Looking at the circuit in the question, the base voltage is shown as -8volts (with respect to the common point.

So what is it 2v or 8v on the base?
Damned if I know!

As I have been typing, LvW has described the circuit as "Crazy", I think that he is correct.

JimB

 

[Nigel Goodwin]

Presumably it's one of the many completely wrong exam questions which have been doing the rounds for decades (long before the internet). In the final of the Sharp Electronics Engineer of the Year competition one year they had a similar completely wrong question, except the circuit was OK, but none of the four options were correct. I, and many others, added a fifth option with the correct answer - and when we came out of the exam room we all harassed the Sharp staff running it.

In a fine example of 'passing the buck' they all threw Jim under the bus - then ran away as we all surrounded Jim.

He admitted setting the exam paper, but had just culled questions from old exam papers, and never actually checked the answers were correct.

He then said he'd remove that question from the exam, where we then said what about those who added the correct answer?.

I can't remember what he said to that, but it doesn't matter, I won the Competition that year anyway

 

[danadak]

Generally speaking you start by mentally recording what you know
and do not know.

We know the magnitude but not the sign of the collector current.
We do not know if transistor is biased in linear mode.
We do not know sign of current in power source to right of transistor, yet.
We know a junction, if forward biased, is ~ .7V for silicon and moderate
currents.

So you know magnitude of current in collector, but you have a P-N-P,
and that transistors, generally speaking, want their E-B forward biased,
C-B reversed biased, to be operating in linear mode. Stated another
way to operate such that Ic ~= Ie, that Ibase is << Ic OR Ie

But if Vcb has C-B junction forward biased then Vce will not be biasing
the C-B junction so the current flow sign opposite

So is it ?

So that process step by step will either lead you to solution, or finding
circuit does not make sense.

 

[alec_t]

We can calculate the base voltage

It is actually shown as -8V (presumably with respect to ground).

 

[crutschow]

Deleted

 

[alec_t]

I don't see anything fundamentally wrong with the circuit, except that the Vcc voltage source is shown with a polarity indication.
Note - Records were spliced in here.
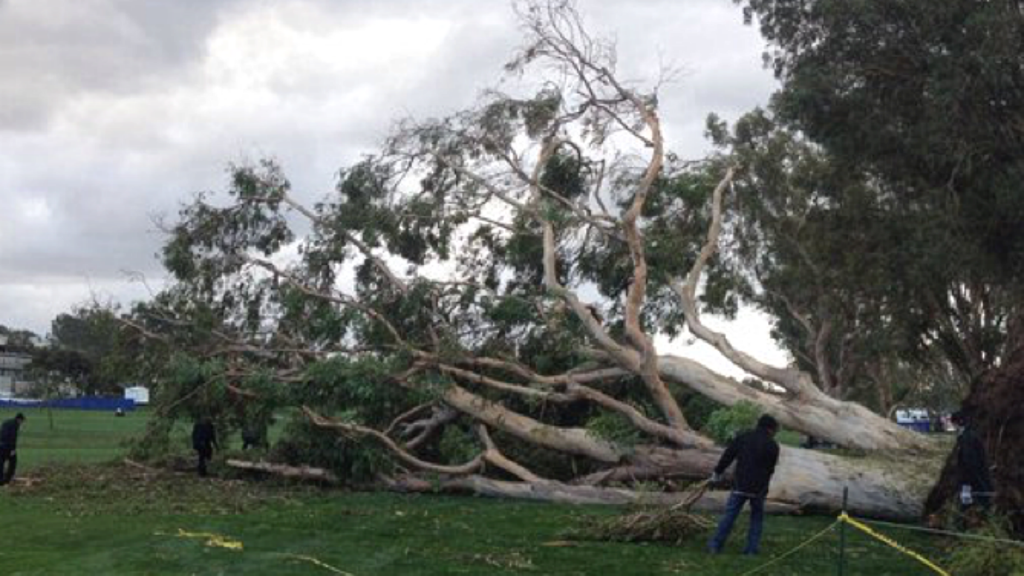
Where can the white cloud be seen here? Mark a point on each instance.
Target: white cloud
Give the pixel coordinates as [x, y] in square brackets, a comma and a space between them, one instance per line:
[112, 111]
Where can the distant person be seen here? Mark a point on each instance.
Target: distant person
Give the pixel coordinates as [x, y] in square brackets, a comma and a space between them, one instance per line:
[972, 465]
[8, 448]
[204, 441]
[756, 453]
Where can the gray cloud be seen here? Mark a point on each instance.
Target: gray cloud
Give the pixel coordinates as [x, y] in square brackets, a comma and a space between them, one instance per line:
[112, 111]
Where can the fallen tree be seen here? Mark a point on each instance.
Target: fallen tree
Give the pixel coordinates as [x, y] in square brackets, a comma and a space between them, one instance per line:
[500, 272]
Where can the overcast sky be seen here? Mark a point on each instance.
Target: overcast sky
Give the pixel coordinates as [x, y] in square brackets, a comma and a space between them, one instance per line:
[115, 111]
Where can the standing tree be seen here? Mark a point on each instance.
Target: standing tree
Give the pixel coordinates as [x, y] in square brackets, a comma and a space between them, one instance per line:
[478, 301]
[92, 332]
[926, 101]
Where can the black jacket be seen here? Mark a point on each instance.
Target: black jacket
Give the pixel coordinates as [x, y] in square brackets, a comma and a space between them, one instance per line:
[204, 437]
[971, 461]
[8, 435]
[756, 454]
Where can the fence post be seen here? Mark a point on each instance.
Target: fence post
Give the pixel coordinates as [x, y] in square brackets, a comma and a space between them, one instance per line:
[842, 534]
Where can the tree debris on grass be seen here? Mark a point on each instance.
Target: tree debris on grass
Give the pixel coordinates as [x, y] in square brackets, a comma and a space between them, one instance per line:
[673, 525]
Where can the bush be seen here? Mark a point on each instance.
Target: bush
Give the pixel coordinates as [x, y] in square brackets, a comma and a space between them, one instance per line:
[725, 423]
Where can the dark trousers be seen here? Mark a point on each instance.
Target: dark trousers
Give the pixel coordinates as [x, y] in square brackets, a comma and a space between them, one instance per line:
[732, 509]
[8, 463]
[204, 455]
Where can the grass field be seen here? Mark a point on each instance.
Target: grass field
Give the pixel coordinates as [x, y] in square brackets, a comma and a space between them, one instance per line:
[111, 519]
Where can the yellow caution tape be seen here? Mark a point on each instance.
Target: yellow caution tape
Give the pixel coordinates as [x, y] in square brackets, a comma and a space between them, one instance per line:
[793, 550]
[320, 563]
[213, 540]
[893, 543]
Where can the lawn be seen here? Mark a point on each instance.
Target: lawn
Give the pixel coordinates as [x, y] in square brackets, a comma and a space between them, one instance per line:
[77, 436]
[113, 519]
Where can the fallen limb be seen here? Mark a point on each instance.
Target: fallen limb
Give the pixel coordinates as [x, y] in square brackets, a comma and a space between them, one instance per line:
[550, 491]
[296, 472]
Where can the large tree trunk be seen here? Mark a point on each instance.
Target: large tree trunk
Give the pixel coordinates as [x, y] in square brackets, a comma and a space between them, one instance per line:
[994, 407]
[846, 423]
[805, 481]
[892, 487]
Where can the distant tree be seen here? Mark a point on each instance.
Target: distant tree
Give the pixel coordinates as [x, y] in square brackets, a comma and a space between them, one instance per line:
[489, 285]
[92, 333]
[925, 103]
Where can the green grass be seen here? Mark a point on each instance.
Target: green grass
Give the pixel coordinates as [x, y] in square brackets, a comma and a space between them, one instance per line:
[116, 520]
[77, 436]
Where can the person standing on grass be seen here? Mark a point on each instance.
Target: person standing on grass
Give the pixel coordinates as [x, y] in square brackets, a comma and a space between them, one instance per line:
[8, 448]
[972, 465]
[204, 441]
[756, 453]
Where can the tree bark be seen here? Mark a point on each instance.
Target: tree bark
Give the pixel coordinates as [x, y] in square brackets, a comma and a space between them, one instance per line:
[846, 423]
[296, 472]
[892, 487]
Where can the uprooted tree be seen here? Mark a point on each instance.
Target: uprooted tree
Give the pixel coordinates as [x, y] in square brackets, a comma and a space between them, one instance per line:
[474, 307]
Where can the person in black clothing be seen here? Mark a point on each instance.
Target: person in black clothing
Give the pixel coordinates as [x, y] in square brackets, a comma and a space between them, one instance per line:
[756, 453]
[204, 441]
[972, 465]
[8, 448]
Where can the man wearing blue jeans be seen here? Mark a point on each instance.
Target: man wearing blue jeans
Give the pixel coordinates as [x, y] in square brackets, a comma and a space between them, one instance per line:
[756, 453]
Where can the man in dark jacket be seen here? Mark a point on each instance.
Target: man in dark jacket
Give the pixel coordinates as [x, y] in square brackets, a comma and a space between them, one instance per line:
[756, 453]
[8, 448]
[972, 464]
[204, 441]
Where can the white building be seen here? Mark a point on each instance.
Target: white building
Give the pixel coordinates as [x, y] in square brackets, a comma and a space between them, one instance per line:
[12, 370]
[139, 394]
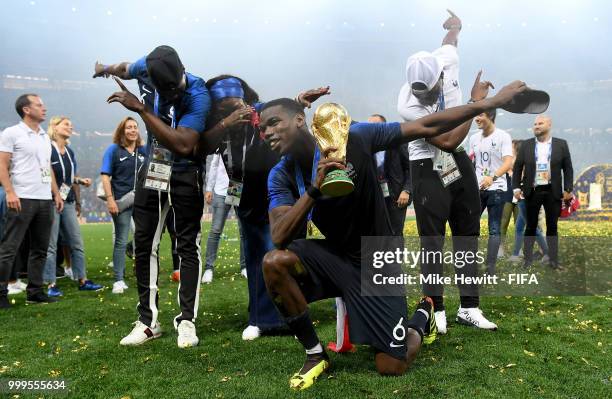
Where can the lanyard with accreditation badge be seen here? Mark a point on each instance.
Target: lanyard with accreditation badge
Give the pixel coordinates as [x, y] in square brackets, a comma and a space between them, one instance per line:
[64, 189]
[45, 167]
[444, 162]
[234, 187]
[542, 169]
[159, 169]
[299, 178]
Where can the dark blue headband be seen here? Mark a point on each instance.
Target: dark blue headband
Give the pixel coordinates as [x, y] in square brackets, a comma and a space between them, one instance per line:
[224, 88]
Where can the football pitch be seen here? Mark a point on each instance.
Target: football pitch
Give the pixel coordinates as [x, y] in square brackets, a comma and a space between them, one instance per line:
[554, 347]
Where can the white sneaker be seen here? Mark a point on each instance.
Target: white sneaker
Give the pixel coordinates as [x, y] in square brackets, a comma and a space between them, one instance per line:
[207, 277]
[187, 336]
[441, 321]
[250, 333]
[140, 334]
[68, 272]
[473, 317]
[515, 259]
[21, 285]
[14, 289]
[118, 287]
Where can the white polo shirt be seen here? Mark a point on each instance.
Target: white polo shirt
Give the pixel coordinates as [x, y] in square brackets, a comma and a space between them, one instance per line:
[31, 157]
[489, 153]
[411, 109]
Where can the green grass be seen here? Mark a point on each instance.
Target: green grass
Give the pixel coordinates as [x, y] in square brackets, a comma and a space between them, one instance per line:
[546, 346]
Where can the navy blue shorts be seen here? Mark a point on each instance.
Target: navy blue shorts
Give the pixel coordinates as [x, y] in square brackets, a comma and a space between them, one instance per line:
[379, 321]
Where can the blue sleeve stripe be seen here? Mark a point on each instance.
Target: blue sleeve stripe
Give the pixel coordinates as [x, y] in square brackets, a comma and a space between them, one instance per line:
[277, 202]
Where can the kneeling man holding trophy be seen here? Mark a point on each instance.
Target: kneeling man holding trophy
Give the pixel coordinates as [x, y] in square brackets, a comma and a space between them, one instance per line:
[345, 205]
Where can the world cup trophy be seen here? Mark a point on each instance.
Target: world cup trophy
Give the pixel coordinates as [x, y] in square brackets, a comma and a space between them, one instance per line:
[330, 126]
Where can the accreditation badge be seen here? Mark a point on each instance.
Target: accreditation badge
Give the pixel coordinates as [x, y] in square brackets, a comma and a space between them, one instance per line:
[159, 169]
[448, 171]
[64, 191]
[384, 187]
[45, 175]
[234, 193]
[542, 175]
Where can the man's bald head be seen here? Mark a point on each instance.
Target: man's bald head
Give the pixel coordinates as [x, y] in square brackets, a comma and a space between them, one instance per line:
[542, 125]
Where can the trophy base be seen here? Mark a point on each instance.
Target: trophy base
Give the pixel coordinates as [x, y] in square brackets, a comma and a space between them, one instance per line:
[336, 184]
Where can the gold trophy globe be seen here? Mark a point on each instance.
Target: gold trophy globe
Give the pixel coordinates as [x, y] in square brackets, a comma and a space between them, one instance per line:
[330, 126]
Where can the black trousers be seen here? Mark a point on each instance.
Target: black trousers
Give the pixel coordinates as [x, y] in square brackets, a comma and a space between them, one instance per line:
[172, 232]
[37, 217]
[542, 196]
[459, 205]
[397, 215]
[150, 210]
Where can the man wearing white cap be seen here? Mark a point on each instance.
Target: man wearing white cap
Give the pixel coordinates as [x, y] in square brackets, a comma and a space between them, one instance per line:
[444, 184]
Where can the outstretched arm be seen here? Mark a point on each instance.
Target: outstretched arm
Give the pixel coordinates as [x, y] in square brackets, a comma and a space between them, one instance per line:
[450, 140]
[120, 70]
[441, 122]
[181, 140]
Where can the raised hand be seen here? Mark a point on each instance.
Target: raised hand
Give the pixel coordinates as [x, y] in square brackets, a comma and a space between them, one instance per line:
[100, 70]
[453, 22]
[125, 98]
[507, 93]
[307, 97]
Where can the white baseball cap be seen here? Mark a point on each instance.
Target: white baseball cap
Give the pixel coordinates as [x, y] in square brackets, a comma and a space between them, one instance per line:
[423, 67]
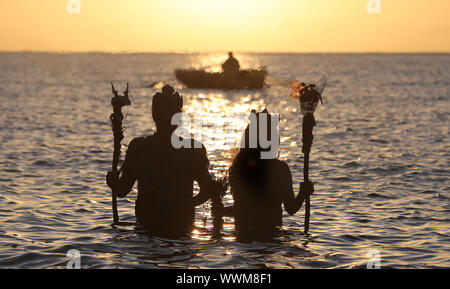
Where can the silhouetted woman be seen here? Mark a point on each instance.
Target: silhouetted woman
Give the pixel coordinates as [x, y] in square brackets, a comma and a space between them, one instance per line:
[259, 188]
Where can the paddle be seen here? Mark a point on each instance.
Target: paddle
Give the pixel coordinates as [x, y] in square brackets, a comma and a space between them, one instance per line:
[309, 97]
[117, 102]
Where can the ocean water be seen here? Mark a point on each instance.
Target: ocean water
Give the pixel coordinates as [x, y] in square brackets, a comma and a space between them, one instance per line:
[380, 161]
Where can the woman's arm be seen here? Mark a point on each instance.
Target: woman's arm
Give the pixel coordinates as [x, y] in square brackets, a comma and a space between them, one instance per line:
[122, 185]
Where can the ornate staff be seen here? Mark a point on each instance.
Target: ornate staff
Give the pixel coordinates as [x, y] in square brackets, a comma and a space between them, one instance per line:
[309, 96]
[117, 102]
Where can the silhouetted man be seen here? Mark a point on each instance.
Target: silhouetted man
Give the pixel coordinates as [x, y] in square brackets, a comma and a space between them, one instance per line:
[165, 203]
[231, 65]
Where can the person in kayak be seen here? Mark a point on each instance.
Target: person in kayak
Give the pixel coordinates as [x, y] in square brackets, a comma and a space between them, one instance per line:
[259, 187]
[231, 65]
[165, 205]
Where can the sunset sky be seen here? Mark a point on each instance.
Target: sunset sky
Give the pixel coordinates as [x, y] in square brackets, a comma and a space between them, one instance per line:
[222, 25]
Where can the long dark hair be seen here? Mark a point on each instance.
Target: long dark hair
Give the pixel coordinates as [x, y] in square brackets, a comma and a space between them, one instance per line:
[249, 172]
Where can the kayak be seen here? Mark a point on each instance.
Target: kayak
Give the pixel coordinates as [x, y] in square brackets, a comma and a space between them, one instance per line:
[244, 79]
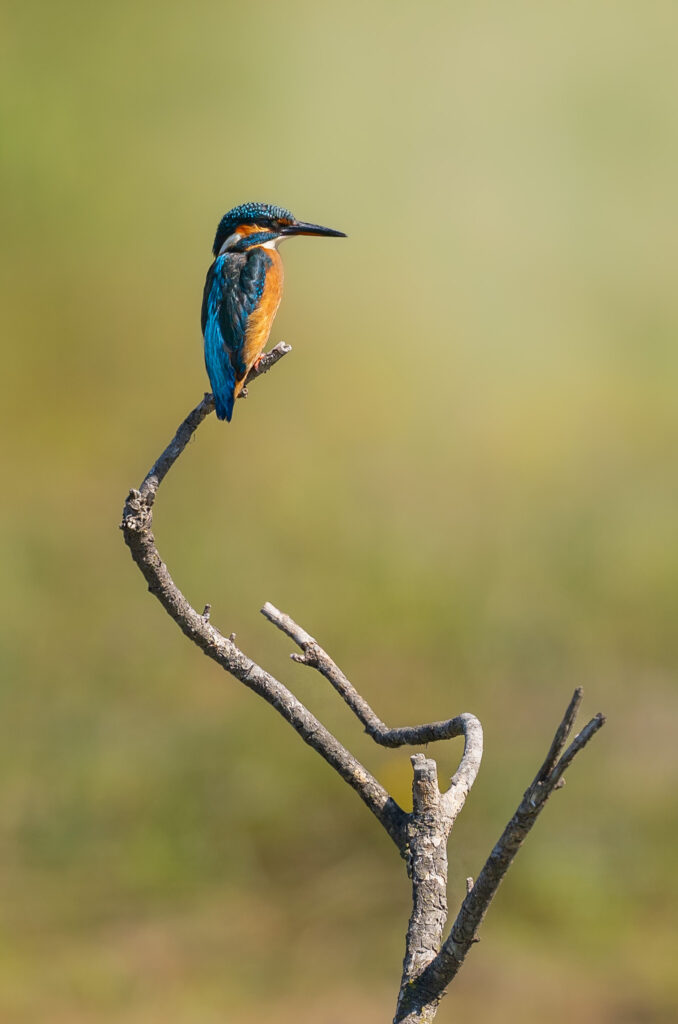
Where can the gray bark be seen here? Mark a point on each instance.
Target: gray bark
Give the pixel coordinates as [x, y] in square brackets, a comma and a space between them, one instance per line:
[431, 961]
The student needs to decide whether Vcc will be positive or negative.

 

[rjenkinsgb]

I'd interpret it as the forced -8V on the base causing the emitter to be at somewhere around -7.3 to -7.7V, depending on the transistor type. Call it -7.5V

The transistor will be fully saturated with something around 15mA base current and the only 3mA collector current, so the collector will be at virtually the same voltage as the emitter.

With 3mA through a 2K collector load resistor there will be 6V across that resistor.

-7.5V to the emitter then another -6V collector to power = -13.5V supply voltage.

 

[Tony Stewart]

Can you please solve the problem attached.It is very confusing to me

View attachment 149174

This question is tricky. The reasons follow.

The design overdrives the base more than the collector, but this part is irrelevant. Even if it is a poor design, you must still answer the question.
The battery symbol, Vcc is shown backwards for a PNP, so it must be negative.

You may assume -0.1V drop for Vce or Vec=0.1 , although at this low current, Vec = 0 is closer to the truth. (20mV) as a very low current saturated switch.

The base current is irrelevant, but emitter voltage determines the KVL drop to Vcc.
You need to know that Icq is always determined by Vbe in linear mode and if saturated and we neglect Vce* then Icq= (Vcc-Ve)/Rc and Ie=Ic+Ib means Ic is not controlled by Ib.

Since Icq was given +ve , we will subtract it here only , Vbe = -0.7 V.

Thus all you need Ve = Vb + Vbe = -7.3 , Vc~ Ve - 0.1 ( -ve for PNP)
V(Rc) = 3 mA * 2k = -6V Thus Vcc = -7.4 - 6V = -13.4



However if Vb=-8 then assuming 0.65V, But for approx. use 0.7 or 0.6 for single precision.
Ve=-7.3 as the emitter is more +ve with P-N junction for emitter-base.

Then from Ohm's Law V/R=I= -7.3 / 500 Ohms 14.6 mA approx. for base current is much more than Icq.

Yes weird, unconventional, tricky, poor design, but still answerable.

Other info
Here as a switch although all data sheets by convention will use Ic/Ib = 10 for Vce(sat) specs, or = 20, 30, 50 and hfe must be ~10 times this ratio or more to see these specs..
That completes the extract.